After the scrubbing comes the salve, a low-grade sting, then the dressing and the tape with its epoxy-like adhesive. Then comes the kiss to the top of my head, the hug that lasts a long time. She never says it’ll be okay. I’m grateful.

“Mom, how can I ever ask anybody to be with me now? To put up with the way people look at me or see me or can’t see me? The way I can’t see me anymore? Where did I go?”

“Easy now, Nicole. Breathe. You’re still here. You’re with me, and I love you.”

“This is crazy. I always saw myself loving somebody forever. Being there for him. Lifting him up when he was down. How do I do that now?”

“Honey, there are a lot of guys out there who. . No, there aren’t a lot.”

“Exactly.”

“But there are a few. The good ones. You’ll see.”

“I always saw myself with kids. How do I bring a child into my life now? Say I adopt as a single parent. How do I ask my kid to make eye contact with me? I read about it. It’s all in the eyes, the facial expressions, the thousands of tiny movements in the muscles around your eyes, your lips. The child reads them without knowing it. How is she supposed to feel I’m her protector when she’s reading a horror story? I mean, how are you doing this?”

“It makes me feel good to be able to do this for you.”

I tap her heart. “How are you keeping it together?”

“You’ll get past this. We’ll get past it. Find the good in this, Nicole.”

“The good?”

“You and me. Us. You were running here, there, and everywhere before. Now we have this time together. And when we’re together, we’re stronger. I really mean that. I feel it. I feel stronger, seeing you overcome this. Being with you. You’re empowering me, giving me the courage to face it.”

“I don’t know how you can even look at It. You don’t even flinch.”

“I don’t mean the burn. I mean face the. .”

“What?”

She sees herself in the mirror. Suddenly she’s exhausted. She strokes my hair. “You’re allowed to cry for exactly three more minutes. By that time I want you in your Snuggie and in bed, and I’ll scratch your back.”

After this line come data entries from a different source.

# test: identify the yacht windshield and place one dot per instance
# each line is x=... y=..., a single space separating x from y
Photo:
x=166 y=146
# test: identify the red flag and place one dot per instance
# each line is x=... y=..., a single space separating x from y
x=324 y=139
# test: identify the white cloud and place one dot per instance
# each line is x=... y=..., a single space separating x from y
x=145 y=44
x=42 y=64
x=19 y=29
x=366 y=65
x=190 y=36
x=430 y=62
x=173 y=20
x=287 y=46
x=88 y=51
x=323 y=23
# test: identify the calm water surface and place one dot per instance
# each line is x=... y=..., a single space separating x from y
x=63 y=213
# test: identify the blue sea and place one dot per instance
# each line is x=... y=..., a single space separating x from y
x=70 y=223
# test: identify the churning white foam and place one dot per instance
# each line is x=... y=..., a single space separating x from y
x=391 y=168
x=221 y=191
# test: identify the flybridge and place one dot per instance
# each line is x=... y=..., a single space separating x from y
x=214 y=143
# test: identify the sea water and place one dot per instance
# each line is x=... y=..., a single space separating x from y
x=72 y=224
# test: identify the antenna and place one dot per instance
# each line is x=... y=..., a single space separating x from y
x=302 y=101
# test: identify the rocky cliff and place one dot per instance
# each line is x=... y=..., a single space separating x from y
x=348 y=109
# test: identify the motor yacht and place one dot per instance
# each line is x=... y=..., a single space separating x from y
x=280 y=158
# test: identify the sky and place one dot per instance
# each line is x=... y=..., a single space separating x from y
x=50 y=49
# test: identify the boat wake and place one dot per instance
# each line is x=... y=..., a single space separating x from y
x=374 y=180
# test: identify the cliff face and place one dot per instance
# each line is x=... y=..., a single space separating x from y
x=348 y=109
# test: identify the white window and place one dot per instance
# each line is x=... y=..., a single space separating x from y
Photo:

We hug and rock in front of the mirror for a while. My eyes are closed. When I open them, I catch Mom eyeing me in the mirror. She sees I’ve caught her and holds me a little closer, but she was staring at me for just a half second too long.

“What?” I say.

“Nothing,” she says. She winks and I try to wink, but it hurts too much.

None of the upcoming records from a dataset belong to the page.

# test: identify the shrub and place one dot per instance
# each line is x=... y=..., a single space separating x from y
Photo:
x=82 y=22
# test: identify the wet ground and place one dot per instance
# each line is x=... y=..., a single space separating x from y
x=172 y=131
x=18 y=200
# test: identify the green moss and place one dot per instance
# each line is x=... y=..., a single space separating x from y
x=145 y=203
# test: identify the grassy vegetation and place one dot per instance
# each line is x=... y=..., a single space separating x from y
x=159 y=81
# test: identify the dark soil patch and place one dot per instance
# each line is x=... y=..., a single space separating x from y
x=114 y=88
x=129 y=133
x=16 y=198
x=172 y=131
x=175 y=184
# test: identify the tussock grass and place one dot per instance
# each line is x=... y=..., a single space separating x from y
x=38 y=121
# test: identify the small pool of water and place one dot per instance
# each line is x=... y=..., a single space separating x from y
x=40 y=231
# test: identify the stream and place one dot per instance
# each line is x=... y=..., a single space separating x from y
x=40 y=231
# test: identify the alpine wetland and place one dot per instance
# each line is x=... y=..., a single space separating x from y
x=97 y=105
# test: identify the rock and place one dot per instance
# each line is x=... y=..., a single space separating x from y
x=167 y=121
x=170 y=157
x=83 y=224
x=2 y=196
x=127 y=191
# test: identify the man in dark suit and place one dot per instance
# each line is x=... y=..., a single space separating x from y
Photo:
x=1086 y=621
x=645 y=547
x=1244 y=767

She holds out her hand, palm up. The little blue pill. “You just seem so agitated, Nicole. Please, sweetheart.”

I pop it. For her, I swallow the Xanax dry. Anything to get out of this bathroom, to escape the sterile bandage smell, except it’s always with me, the faint scent of bleach. Still, I have to get away from the mirror. From that girl. Me. It.

Mom tucks me into bed. She cuddles with me and combs my hair with her fingers. The Xanax is starting to work. I think I only blinked, but my eyes are closed for hours. When I open them, Mom’s gone and the sun is strong. I haven’t dreamt a thing. Time just stopped.